A un certo punto della notte la sonnolenza faceva capolino e si mischiava al ronzio del televisore, gli occhi affaticati cominciavano a chiudersi producendo quel dormiveglia in cui si percepiscono i suoni e i dialoghi del film come parte del proprio viaggio onirico. Così mi ritrovai a sgambettare insieme alle ragazze di Picnic ad Hanging Rock (Peter Weir, 1975), vestito come una pudica collegiale a ingurgitare dolcetti ai piedi di un misterioso complesso roccioso. Il preambolo non lascia sperare per il meglio e tra sparizioni e ritrovamenti, iguane e trecce a spina di pesce la natura irrompe con forza per prendere ciò che vuole. Il rigore che si esperisce nel collegio post-vittoriano è lo stesso di uno spirito ancestrale che ingurgita donne dal colletto inamidato. A nulla serviranno le buone maniere, i libri sulla testa, il saper intrattenere una conversazione educata contro l’incedere dello spirito di Hanging Rock. Attorno al finale del film negli anni si sono sviluppate le congetture più fantasiose (vani sono stati i tentativi di inquadrarlo in una visione psicanalista piuttosto che distopica o fatalista); ma sconsiglio fortemente di cercare la soluzione su internet e invito a lasciarsi ammaliare solamente dai rumori della montagna irrequieta.

 

 

Dalla montagna si scende a valle e nello specifico ne La valle delle bambole di Mark Robson (1967) che prende le mosse dall’omonimo caso letterario di Jacqueline Susann. Due forme espressive diverse per lo stesso fiasco, ma con i suoi lati apprezzabili: è una chiara e banale critica al desiderio hollywoodiano per il successo di tre donne che non fanno altro che trascinarsi tra aborti, pellicole soft-porno e la dipendenza da tranquillanti. Non offre spunti particolarmente straordinari ma rimane pur sempre un emblema degli anni ‘60 (soprattutto per la cultura gay che ne apprezza il divismo e le reazioni esagerate). Anche se alla sua uscita provocò intollerabile turbamento, a ben vedere, è affetto da una certa sciatteria e superficialità; quello che forse doveva essere un “film tutto al femminile” (espressione odiosa), ha finito col rappresentare un ritratto osceno di tre fragili ragazze pronte a tutto per la fama, senza andare oltre un sentimentalismo esasperato. Stupenda però appare Sharon Tate, col suo charme senza tempo e dalla recitazione quasi accettabile.
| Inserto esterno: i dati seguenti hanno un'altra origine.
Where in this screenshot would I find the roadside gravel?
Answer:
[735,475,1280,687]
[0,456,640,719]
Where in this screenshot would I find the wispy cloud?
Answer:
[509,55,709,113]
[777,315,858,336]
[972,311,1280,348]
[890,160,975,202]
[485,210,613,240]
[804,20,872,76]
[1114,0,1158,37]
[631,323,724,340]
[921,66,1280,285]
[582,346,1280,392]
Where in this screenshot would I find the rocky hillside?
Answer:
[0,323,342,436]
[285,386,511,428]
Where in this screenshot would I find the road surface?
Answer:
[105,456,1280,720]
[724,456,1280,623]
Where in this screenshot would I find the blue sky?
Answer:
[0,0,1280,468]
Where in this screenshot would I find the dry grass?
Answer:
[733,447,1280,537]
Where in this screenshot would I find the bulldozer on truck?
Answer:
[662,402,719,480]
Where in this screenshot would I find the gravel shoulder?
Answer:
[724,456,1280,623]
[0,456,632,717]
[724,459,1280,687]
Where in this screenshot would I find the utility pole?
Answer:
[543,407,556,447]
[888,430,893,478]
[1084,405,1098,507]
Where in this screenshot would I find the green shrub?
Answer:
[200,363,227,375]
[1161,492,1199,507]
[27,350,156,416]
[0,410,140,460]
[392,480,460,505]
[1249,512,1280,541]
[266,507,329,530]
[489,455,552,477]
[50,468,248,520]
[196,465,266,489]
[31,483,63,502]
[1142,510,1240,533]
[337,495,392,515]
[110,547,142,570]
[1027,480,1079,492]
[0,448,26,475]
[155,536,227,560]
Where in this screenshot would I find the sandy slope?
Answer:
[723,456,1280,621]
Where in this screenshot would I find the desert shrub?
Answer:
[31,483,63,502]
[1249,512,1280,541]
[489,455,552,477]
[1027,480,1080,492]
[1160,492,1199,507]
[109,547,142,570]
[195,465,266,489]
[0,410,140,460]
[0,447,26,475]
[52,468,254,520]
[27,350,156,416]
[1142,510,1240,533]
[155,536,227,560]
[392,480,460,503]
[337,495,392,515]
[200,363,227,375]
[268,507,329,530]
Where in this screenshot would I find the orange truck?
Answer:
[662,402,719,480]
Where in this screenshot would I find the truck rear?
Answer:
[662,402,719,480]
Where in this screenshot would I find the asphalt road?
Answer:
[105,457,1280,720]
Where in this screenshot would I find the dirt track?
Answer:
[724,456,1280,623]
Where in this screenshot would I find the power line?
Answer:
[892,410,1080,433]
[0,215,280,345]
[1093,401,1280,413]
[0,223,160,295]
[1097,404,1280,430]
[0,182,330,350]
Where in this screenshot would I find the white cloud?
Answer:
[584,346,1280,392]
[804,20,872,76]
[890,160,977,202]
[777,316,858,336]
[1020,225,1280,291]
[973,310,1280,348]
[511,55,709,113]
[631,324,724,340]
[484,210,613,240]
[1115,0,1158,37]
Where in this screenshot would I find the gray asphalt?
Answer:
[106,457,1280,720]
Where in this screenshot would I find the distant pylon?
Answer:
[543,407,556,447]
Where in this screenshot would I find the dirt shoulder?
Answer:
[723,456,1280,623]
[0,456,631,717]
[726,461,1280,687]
La valle delle piagnone piantò in me i semi della passione per le lacrime col mascara e per il cinema che non ce l’ha fatta.

 

 

Così passavano le notti estive, l’estate e l’adolescenza. La ricerca solitaria di un’identità non poteva essere meglio accompagnata: nella dimensione della propria visione privata e senza impegno si erge una certa ideologia, un sistema valoriale specifico, un preciso gusto e una sensibilità particolare. Ogni evento significativo di un divoratore di celluloide è segnato da un film e prenderne una certa distanza critica è difficile nella spirale dell’auto-riflessione. Il cinema mostra il mutamento come possibilità aperta e l’occasione di dislocare il proprio punto di vista per una concezione dell’insieme più completa. Ogni film finora citato è una narrazione corale, non c’è un solo protagonista a giocare con l’empatia e l’immedesimazione: tutti si riferiscono e si pongono come un atto creativo in sé senza che la recitazione prenda troppo spazio. È il processo creativo del fare cinema (piuttosto che la trama o l’interpretazione) a riflettere la costruzione di quello sguardo che motiverà sempre il nostro desiderio, come vediamo e come siamo.

 

In casa finii col diventare una guida tv umana: “Questo com’è?” “Dura molto?” “Che guardiamo stasera?” “Guardi troppi film”; e quella che era nata come un’affannosa operazione filatelica ha finito coll’essere uno dei più piacevoli ed esistenziali scaccia-tempo.